I had three sellers for the top billing station in market #13. We tried
direct sales, but we got mostly no pay and slow pay and low rates. The
clients with money went to agencies. We led the market in revenues and power
ratio, because we did not spend on lost causes.

There is no money in 55+. No single radio station, and no group can
change a client's attitude if the client is going to say, "I can not get
a decent ROI on that demo" or "my product was designed for 18-34 year
olds and I hope we don't get Oldsmobiled."



That's where your superiour knowledge and experience comes in.
Accepting 'can't' because someone waving a check has said it, isn't
Leadership. It isn't even Management.

Nothing is 'can't.' There are always possibilities. It's your
job as Manglement and Sales to make that pitch. Accepting the snapshot
only guarantees that you'll live within the confines of the snapshot. The
future is finding what's outside the frame.

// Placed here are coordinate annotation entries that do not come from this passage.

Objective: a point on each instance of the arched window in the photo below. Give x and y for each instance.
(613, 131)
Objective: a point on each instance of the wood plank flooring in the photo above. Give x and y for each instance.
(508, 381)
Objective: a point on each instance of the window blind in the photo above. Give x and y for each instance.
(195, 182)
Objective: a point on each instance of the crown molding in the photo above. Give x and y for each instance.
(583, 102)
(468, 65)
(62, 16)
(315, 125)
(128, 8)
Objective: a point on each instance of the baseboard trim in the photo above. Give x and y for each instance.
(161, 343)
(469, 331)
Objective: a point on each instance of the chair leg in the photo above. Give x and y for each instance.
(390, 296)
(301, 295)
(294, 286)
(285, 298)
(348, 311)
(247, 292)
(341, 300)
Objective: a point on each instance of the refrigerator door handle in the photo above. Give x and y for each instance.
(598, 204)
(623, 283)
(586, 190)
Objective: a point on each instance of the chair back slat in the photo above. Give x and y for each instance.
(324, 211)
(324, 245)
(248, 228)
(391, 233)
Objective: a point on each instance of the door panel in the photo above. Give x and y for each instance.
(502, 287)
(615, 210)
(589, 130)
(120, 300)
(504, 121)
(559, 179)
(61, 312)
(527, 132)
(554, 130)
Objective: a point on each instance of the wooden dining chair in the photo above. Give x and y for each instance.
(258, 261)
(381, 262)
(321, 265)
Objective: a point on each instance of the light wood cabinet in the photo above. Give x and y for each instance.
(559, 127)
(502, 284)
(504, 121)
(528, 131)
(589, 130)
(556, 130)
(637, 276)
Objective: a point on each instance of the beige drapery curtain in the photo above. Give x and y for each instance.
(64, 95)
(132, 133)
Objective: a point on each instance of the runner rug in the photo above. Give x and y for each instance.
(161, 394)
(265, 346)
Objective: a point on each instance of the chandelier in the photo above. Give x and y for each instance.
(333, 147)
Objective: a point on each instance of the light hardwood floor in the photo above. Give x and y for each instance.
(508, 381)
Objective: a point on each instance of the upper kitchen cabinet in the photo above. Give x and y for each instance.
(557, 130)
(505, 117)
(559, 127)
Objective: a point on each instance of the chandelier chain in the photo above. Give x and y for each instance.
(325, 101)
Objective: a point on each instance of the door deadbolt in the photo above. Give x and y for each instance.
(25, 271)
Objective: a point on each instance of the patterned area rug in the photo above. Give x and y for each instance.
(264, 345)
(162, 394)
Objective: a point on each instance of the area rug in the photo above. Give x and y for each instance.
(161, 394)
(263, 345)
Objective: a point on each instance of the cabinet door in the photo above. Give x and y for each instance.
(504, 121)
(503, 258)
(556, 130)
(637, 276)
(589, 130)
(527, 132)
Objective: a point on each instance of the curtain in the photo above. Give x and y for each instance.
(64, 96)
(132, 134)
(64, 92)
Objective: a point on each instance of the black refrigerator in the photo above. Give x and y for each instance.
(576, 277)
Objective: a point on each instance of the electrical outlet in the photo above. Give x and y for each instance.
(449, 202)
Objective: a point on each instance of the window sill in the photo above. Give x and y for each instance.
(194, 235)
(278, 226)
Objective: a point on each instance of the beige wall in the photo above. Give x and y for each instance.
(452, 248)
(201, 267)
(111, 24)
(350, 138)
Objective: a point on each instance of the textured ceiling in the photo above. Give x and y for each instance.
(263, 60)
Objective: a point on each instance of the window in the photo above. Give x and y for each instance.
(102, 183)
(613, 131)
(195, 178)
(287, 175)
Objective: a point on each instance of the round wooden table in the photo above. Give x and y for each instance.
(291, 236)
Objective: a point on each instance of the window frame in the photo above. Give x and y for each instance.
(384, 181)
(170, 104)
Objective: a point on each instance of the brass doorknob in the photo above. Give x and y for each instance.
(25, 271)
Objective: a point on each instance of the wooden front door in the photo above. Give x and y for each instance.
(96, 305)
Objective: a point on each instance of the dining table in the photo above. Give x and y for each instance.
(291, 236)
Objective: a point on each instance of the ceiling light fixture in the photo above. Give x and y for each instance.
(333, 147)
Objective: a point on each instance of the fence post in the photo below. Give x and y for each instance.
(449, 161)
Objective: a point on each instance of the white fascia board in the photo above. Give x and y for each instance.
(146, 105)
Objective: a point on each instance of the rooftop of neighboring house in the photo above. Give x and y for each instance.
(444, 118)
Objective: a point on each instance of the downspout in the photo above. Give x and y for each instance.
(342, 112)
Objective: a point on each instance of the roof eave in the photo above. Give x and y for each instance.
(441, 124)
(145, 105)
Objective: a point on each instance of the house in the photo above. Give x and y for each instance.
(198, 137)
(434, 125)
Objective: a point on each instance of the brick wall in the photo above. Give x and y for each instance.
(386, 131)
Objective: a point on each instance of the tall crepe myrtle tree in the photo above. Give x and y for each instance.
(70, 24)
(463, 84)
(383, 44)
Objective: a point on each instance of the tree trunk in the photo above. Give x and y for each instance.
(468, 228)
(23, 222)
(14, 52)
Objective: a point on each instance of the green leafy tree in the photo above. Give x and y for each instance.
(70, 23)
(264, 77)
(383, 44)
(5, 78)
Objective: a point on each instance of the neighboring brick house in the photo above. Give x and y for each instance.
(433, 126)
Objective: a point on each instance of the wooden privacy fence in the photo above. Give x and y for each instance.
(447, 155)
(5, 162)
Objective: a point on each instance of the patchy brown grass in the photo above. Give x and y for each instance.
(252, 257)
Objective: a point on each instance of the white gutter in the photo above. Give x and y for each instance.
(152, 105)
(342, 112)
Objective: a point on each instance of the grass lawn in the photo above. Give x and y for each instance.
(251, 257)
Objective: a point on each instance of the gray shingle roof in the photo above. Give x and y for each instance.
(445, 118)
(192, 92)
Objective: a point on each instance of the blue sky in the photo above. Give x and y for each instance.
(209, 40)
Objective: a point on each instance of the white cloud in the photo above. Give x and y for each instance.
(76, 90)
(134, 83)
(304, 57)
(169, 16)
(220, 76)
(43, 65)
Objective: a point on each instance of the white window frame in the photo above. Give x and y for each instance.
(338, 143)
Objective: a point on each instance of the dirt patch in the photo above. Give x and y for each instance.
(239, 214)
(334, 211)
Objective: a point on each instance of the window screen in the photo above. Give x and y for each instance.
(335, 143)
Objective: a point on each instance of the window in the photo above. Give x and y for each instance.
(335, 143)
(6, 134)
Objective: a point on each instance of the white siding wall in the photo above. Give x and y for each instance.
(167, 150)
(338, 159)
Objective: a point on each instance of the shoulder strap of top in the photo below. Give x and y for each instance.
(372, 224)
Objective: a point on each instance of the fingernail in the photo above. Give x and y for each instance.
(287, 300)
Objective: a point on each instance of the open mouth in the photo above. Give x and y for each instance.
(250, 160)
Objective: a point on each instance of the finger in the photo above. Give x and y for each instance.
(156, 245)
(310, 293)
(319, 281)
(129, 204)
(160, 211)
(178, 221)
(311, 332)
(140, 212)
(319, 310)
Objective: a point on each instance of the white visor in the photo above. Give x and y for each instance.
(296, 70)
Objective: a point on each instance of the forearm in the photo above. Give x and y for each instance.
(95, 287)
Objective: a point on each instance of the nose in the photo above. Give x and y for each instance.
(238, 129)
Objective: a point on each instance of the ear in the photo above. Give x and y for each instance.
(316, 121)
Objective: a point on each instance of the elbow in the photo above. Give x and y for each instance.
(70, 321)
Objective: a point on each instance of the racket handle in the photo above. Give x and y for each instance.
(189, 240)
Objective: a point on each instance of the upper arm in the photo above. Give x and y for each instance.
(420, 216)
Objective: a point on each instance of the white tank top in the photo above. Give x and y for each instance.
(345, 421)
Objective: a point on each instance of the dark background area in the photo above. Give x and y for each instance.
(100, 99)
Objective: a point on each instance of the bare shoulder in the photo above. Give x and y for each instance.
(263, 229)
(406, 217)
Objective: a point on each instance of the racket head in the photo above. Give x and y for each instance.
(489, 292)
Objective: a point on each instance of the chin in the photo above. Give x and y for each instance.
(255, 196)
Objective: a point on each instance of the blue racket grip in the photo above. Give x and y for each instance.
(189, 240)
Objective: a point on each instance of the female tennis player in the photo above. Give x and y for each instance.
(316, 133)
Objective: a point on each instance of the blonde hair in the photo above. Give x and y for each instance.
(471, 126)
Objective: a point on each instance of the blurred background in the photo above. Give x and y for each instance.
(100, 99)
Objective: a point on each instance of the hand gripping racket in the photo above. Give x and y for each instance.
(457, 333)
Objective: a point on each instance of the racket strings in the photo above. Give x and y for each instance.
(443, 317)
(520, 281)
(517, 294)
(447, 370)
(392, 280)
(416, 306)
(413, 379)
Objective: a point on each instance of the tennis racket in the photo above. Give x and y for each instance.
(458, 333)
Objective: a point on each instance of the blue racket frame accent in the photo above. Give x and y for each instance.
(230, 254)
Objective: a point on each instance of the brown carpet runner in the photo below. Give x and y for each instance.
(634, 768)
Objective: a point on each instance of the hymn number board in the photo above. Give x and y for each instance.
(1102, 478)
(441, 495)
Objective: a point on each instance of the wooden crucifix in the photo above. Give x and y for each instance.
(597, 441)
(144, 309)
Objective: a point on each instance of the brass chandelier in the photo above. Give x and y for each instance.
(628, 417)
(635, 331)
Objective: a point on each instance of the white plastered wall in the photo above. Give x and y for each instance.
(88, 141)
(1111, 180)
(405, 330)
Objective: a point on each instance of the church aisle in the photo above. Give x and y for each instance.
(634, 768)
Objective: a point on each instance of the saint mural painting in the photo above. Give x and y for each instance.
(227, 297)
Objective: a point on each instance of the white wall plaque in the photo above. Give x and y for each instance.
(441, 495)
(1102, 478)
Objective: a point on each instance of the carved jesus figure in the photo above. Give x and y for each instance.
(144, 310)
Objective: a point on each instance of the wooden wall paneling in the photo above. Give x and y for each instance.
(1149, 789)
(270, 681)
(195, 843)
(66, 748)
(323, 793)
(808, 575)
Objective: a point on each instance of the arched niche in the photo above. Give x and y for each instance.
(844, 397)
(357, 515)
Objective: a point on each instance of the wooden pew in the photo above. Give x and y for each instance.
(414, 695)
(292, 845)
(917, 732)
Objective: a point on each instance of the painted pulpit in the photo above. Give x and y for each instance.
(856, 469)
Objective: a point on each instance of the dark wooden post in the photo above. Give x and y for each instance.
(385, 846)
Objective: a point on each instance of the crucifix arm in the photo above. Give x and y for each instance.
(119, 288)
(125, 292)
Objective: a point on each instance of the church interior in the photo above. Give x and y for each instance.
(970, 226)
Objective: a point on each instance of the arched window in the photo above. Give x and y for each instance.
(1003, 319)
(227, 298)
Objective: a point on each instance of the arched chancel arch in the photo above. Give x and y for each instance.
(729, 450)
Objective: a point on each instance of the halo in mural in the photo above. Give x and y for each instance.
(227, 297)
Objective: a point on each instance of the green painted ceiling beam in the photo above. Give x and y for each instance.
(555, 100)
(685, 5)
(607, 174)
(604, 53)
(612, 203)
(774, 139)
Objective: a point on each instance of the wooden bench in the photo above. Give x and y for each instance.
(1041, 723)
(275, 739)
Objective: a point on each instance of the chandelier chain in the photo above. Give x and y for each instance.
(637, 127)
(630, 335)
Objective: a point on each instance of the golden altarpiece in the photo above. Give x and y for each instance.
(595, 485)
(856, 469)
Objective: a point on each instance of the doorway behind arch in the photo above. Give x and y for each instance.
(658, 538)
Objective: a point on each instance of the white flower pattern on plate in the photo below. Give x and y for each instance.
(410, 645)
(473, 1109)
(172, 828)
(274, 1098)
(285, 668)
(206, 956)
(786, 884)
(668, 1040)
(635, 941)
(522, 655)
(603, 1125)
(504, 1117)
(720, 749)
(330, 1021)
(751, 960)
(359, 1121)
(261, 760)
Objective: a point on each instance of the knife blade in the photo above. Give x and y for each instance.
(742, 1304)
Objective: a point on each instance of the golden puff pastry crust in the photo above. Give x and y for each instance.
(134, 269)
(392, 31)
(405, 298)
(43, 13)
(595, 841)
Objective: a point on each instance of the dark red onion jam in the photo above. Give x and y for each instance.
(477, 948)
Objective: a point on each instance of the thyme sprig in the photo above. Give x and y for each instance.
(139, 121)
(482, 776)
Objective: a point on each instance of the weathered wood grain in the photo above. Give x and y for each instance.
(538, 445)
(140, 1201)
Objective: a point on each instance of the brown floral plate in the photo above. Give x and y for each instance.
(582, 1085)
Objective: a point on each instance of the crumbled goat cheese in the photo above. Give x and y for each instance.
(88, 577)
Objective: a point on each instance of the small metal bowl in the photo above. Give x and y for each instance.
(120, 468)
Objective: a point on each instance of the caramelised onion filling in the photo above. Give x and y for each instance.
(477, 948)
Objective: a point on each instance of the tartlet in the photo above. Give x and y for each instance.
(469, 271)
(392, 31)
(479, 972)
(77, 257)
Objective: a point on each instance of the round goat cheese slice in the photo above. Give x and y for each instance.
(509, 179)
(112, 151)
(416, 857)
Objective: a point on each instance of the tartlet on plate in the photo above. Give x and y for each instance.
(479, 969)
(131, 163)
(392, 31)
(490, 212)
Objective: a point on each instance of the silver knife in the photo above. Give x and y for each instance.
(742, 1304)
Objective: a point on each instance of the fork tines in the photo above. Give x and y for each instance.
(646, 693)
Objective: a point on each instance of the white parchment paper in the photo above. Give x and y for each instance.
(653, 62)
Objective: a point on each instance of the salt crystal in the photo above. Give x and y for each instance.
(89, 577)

Again, this is for someone else to do. We don't have a 55+ population to
serve, and the average age of our sector is in the mid to low 20's. So we
have to deal with getting 18-24 on the general market agency buys, because
we have no 55+ to offer.


Stan Freberg demonstrated three decades ago that you can sell
anything on radio. It's the most visual of electronic media.


I think that is true Urban Legend. Appetite appeal is so critical to come
campaigns that radio, if use, supports recall at POP, not sales.

Mel Karmazin said, and repeatedly, I might add, that revenues
are commonly linked to ratings. They're not. A station can always
outperform it's ratings. Always. And it does so through high expectations,
and retaining control of it's inventory, And by believing in possibilities
instead of obstacles.


Stations that outperform give a specific desirable demo with little
spillage, like all sports. They get the power ratios that are close to 1:1.
CHR gets 0.7 or 0.8 to one because advertisers don't want the teens. And so
on.


Again, perceptions. If you accept them, they become what you
believe to be realities. They do not become realities themselves. If
you're not succeeding at selling this, then change you pitch.


I am pretty sure that in 15 years, WDUV has tried every technique
immaginable. None have worked so far.